La raison de cette différence était que les membres de l’Église venaient édifier Sion. Concrètement, Sion consiste à ce que « chacun estime son frère comme lui-même et pratique la vertu et la sainteté devant [le Seigneur] » (voir D&A 38:24). Sion, société où le peuple est d’un seul cœur et d’un seul esprit, demeurant dans la justice, n’ayant pas de pauvres en son sein (voir Moïse 7:18), était et doit être le résultat du fait que chacun cherche l’intérêt de son prochain et fait tout l’œil fixé uniquement sur la gloire de Dieu » (D&A 82:19).
Ce sens de la collectivité et de la responsabilité mutuelle partagée engendre un effort uni pour suivre le prophète de Dieu. C’est une des raisons majeures pour lesquelles les pionniers ont réussi comme ils l’ont fait et c’est une partie importante du patrimoine qu’ils nous transmettent. Ils chuchotent que le pouvoir du Seigneur nous permettra aussi, de prospérer seulement si nous agissons dans l’unité avec un sentiment d’appartenance et de responsabilité mutuelle en suivant le prophète du Seigneur.
Transmettre l’esprit pionnier
Nous avons la responsabilité d’inculquer à nos enfants et petits-enfants le même esprit qui a conduit les pas des pionniers. La famille Muñoz, d’Otavalo (Équateur), illustre de manière simple la façon de le faire. En mars 2013, j’ai rencontré Juan José Muñoz Otavalo, sa femme, Laura, et un de leurs fils, Juan Amado pour en apprendre davantage sur leur vie dans l’Église. J’ai appris que frère Muñoz a été l’un des premiers convertis à Otavalo.
Quand il était enfant, il a reçu un exemplaire en espagnol du Livre de Mormon. Il ne savait pas le lire, mais quand il l’a eu dans les mains, il a ressenti un pouvoir et un esprit puissants. Il l’a caché chez lui car il savait que ses frères le détruiraient.
De temps en temps, il le sortait de sa cachette pour le prendre dans ses mains et en ressentir le pouvoir. Malgré beaucoup d’opposition et d’adversité, il s’est joint à l’Église et est devenu l’un des tout premiers habitants du village d’Otavalo appelés en mission. Plus tard, il a épousé une ancienne sœur missionnaire et ils ont élevé ensemble leurs enfants, qui sont restés fidèles dans l’Évangile. Il a été un dirigeant fidèle de l’Église et a contribué à la traduction du Livre de Mormon et des ordonnances du temple en Quichua, sa langue maternelle.
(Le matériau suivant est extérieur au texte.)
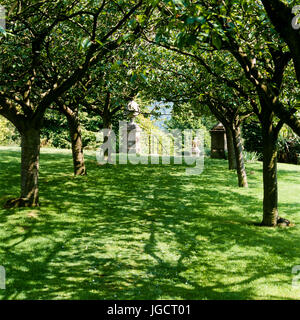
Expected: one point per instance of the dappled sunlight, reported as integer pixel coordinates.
(146, 232)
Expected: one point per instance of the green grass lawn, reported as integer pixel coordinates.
(146, 232)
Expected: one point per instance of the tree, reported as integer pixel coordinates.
(208, 31)
(185, 80)
(48, 48)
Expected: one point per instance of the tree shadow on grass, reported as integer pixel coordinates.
(141, 232)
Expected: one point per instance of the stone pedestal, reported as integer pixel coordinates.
(218, 142)
(133, 138)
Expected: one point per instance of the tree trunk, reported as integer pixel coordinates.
(77, 147)
(270, 202)
(230, 148)
(238, 148)
(30, 144)
(30, 155)
(107, 124)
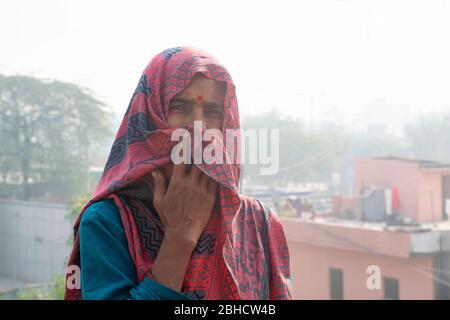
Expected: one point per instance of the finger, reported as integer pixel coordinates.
(160, 185)
(179, 171)
(204, 178)
(212, 186)
(195, 173)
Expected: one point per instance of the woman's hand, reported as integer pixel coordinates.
(185, 206)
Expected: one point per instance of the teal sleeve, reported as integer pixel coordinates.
(107, 270)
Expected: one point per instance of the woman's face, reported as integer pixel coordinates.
(202, 100)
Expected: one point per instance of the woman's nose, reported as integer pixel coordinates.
(198, 115)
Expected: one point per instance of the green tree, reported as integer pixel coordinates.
(50, 131)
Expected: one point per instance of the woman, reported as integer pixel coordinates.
(155, 230)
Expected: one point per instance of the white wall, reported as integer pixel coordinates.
(33, 240)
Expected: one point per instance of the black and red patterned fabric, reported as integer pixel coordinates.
(242, 253)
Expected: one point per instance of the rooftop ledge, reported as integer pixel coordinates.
(369, 237)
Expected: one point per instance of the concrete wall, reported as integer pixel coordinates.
(32, 240)
(430, 197)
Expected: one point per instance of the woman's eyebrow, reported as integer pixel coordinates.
(213, 105)
(182, 100)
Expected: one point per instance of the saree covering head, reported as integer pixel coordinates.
(242, 252)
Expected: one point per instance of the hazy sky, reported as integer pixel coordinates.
(334, 58)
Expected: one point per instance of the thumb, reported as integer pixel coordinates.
(160, 186)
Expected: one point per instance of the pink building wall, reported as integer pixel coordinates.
(387, 174)
(420, 190)
(310, 273)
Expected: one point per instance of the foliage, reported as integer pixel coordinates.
(50, 132)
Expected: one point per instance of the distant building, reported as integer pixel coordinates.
(390, 240)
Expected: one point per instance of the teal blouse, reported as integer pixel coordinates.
(107, 270)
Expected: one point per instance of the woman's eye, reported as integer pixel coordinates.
(215, 113)
(177, 108)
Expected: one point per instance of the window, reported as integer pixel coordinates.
(391, 289)
(336, 284)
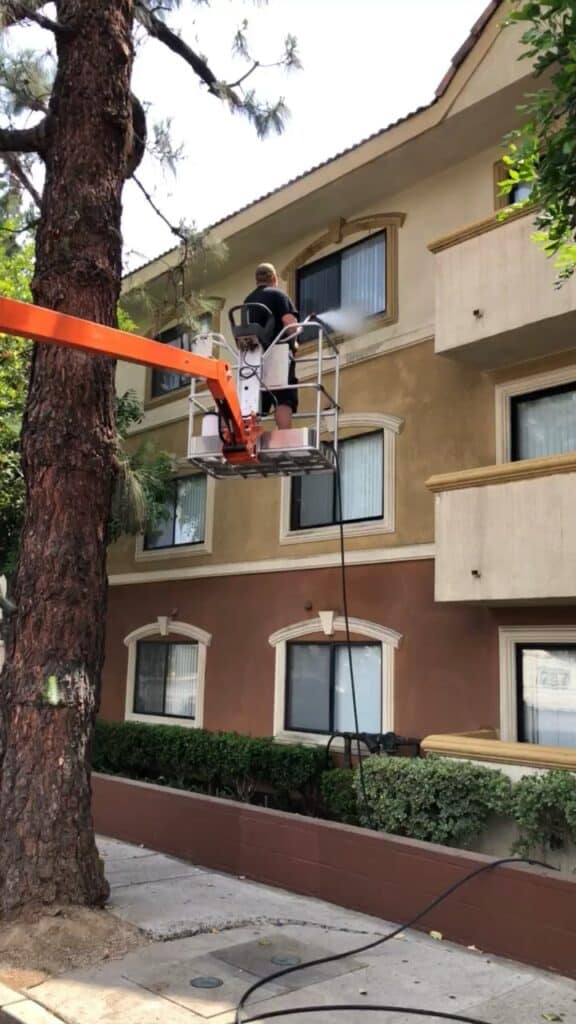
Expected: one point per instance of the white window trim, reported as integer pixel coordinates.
(522, 385)
(165, 627)
(330, 624)
(508, 637)
(183, 550)
(391, 426)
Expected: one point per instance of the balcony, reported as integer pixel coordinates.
(507, 532)
(495, 297)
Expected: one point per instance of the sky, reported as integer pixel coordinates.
(366, 62)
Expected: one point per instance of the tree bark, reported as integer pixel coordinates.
(50, 684)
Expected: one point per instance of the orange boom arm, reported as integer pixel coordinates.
(27, 321)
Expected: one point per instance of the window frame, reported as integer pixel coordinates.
(167, 643)
(199, 548)
(520, 647)
(361, 227)
(516, 399)
(177, 394)
(337, 258)
(505, 392)
(318, 630)
(188, 544)
(166, 629)
(509, 638)
(333, 645)
(296, 483)
(351, 425)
Juan Amado, ancien missionnaire, a pleuré quand nous avons écouté frère Muñoz raconter son histoire marquée par la foi. Quand son père a conclu, ce bon fils a dit : « J’ai toujours eu de la reconnaissance pour les premiers pionniers qui ont traversé les plaines avec leurs charrettes à bras, en Amérique du Nord. Leur foi, leur dévotion et leur consécration m’ont inspiré et touché profondément tout au long de ma vie. Mais jusqu’à aujourd’hui, je ne m’étais pas rendu compte qu’il y a aussi des pionniers ici, à Otavalo, et ce sont mes parents ! Cela me remplit de joie. »
Frère et sœur Muñoz nous enseignent que nous transmettons un patrimoine pionnier de foi en étant pionniers nous-mêmes : en ouvrant, en montrant et en vivant la voie de l’Évangile pour que d’autres la suivent. Quand nous faisons continuellement preuve de foi au Seigneur et ancrons notre âme avec espérance en lui, nous devenons « sûrs et constants, toujours abondants en bonnes œuvres, [et sommes] amenés à glorifier Dieu » (Éther 12:4). Alors, comme Reddick Allred, nous servirons les personnes perdues sur la piste et nous leur apprendrons, y compris aux générations futures, la puissance et la paix que procure une telle vie.
M. Russell Ballard, du Collège des douze apôtres, a fait remarquer :
« Pour la plupart d’entre nous, ce n’est pas en chargeant quelques biens dans des chariots ou des charrettes à bras et en parcourant plus de deux mille kilomètres à pied qu’il nous sera demandé de faire preuve de foi et de courage. Nous affrontons aujourd’hui des difficultés différentes, nous devons gravir des montagnes différentes, traverser des rivières différentes et faire ‘fleurir comme un narcisse’ des vallées différentes (Ésaïe 35:1). […]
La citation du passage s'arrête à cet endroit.